Theologian
- Born: c. 767 Merv, Abbasid Caliphate (present-day Turkmenistan)
- Died: 841 (aged 73–74) Baghdad, Abbasid Caliphate
- Venerated in: Islam
- Influences: Prophets of Islam
- Influenced: Ahmad Ibn Hanbal^{[citation needed]}

= Bishr the Barefoot =

9th-century Muslim hermit and saint

Bishr ibn al-Ḥārith (بشر بن الحارث) better known as Bishr al-Ḥāfī (Bishr the Barefoot) (بشر الحافي) was a Muslim saint born near Merv in about 767 C.E. He converted and studied Muslim tradition under Al-Fozail ibn Iyaz. Bishr became famous as one of the greatest saints in the area.

==Biography==
Bishr was born in Merv and settled in Baghdad

=== Conversion Stories ===

==== Encounter with Musa al-Kadhim ====
One account of Bishr's conversion involves an encounter with Musa al-Kadhim. While passing by Bishr's house in Baghdad, Musa al-Kadhim saw a slave girl and asked her whether the owner of the house was a free man or a servant. She replied that he was a free man, to which Musa al-Kadhim responded, "If he were a servant, he would fear his Lord."

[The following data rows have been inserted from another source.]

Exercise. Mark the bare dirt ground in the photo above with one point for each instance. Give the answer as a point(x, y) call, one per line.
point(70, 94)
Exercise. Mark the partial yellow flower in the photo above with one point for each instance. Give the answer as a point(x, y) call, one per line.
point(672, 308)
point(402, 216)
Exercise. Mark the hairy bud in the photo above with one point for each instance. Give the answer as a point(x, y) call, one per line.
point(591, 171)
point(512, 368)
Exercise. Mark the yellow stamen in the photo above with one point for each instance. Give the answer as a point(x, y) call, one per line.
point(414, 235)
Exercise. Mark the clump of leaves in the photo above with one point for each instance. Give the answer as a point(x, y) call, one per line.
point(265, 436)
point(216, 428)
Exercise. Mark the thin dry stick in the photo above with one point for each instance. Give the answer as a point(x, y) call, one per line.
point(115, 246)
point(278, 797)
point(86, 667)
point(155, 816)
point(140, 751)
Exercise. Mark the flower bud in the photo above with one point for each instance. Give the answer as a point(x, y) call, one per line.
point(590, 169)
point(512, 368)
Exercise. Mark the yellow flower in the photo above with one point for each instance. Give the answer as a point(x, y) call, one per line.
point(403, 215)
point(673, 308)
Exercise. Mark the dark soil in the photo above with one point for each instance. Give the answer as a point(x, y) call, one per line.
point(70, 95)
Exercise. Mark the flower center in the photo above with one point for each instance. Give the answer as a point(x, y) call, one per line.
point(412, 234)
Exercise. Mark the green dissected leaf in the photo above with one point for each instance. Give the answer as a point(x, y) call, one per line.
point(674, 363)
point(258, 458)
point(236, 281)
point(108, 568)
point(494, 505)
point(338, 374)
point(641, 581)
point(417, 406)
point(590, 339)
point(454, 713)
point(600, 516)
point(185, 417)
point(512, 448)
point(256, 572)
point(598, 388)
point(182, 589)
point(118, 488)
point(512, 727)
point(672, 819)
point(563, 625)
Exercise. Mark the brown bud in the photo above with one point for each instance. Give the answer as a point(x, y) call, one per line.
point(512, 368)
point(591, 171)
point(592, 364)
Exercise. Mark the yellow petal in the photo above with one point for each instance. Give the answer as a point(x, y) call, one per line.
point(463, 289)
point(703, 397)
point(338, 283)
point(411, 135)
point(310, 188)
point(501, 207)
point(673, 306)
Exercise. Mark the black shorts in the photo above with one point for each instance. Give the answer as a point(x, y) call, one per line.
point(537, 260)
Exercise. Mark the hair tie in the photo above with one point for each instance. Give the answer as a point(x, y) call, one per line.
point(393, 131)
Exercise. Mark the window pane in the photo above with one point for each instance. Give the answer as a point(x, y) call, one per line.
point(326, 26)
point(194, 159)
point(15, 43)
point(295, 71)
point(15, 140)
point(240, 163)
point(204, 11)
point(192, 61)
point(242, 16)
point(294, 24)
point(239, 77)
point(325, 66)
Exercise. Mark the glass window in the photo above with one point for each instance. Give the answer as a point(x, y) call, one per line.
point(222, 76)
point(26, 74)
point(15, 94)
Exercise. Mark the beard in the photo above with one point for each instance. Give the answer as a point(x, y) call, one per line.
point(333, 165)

Upon hearing this account from the slave girl, Bishr ran barefoot to find Musa al-Kadhim, but he had already left. Bishr eventually caught up with him and asked him to repeat his words. Upon hearing them again, Bishr was deeply moved, fell to the ground in tears, and declared, "No, I am a slave, I am a slave!" From that moment, Bishr chose to walk without shoes, earning him the nickname Bishr al-Haafi (the Barefooted One). When asked why he remained barefoot, he would reply, "My master Allah guided me when I was barefooted, and I will remain in this condition till death."

==== Story from the Memorial of the Saints ====
Another story, narrated by Attar in the Memorial of the Saints, describes Bishr as having led a life of dissipation. One day, while drunk, he found a piece of paper inscribed with “In the Name of God, the Merciful, the Compassionate.” Bishr bought rose attar to perfume the paper and placed it reverently in his house. That night, a venerable man had a dream instructing him to tell Bishr:

"Thou hast perfumed My Name, so I have perfumed thee. Thou hast exalted My Name, so I have exalted thee. Thou hast purified My Name, so I have purified thee. By My Majesty, I will surely perfume thy name in this world and the world to come."

The man, perplexed by the dream, slept again and had the same dream two more times. The next morning, he sought out Bishr, finding him at a drunken party, and relayed the message from his dreams. Bishr immediately understood and told his companions, "I have had a call. I am going. I bid you farewell. You will never see me again at this business."

From that day forward, Bishr lived a saintly life, earning a reputation for his righteousness. He customarily walked barefoot, which led to his name "Bishr the Barefoot."

=== Acquaintances ===
Bishr the Barefoot was known to have been acquainted with Ahmad al-Muhajir, the grandson of Jafar al-Sadiq.

== Education ==
To learn hadiths, Bishr travelled to Kufa, Basra and Mecca. He learned hadiths from individuals such as Hamad b. Zayd, 'Abd Allah b. Mubarak, Malik b. Anas and Abu Bakr al-'Ayyash. He also learned from Ibrahim b. Sa'd al-Zuhri, Sharik b. 'Abd Allah, al-Fudayl b. Ayaz and Ali b. Khushram (uncle of Bishr). People including Abu Khuthayma, Zuhayr b. Harb, Sirri al-Saqati, 'Abbas b. 'Abd al-'Azim and Muhammad b. Hatam transmitted hadiths from him.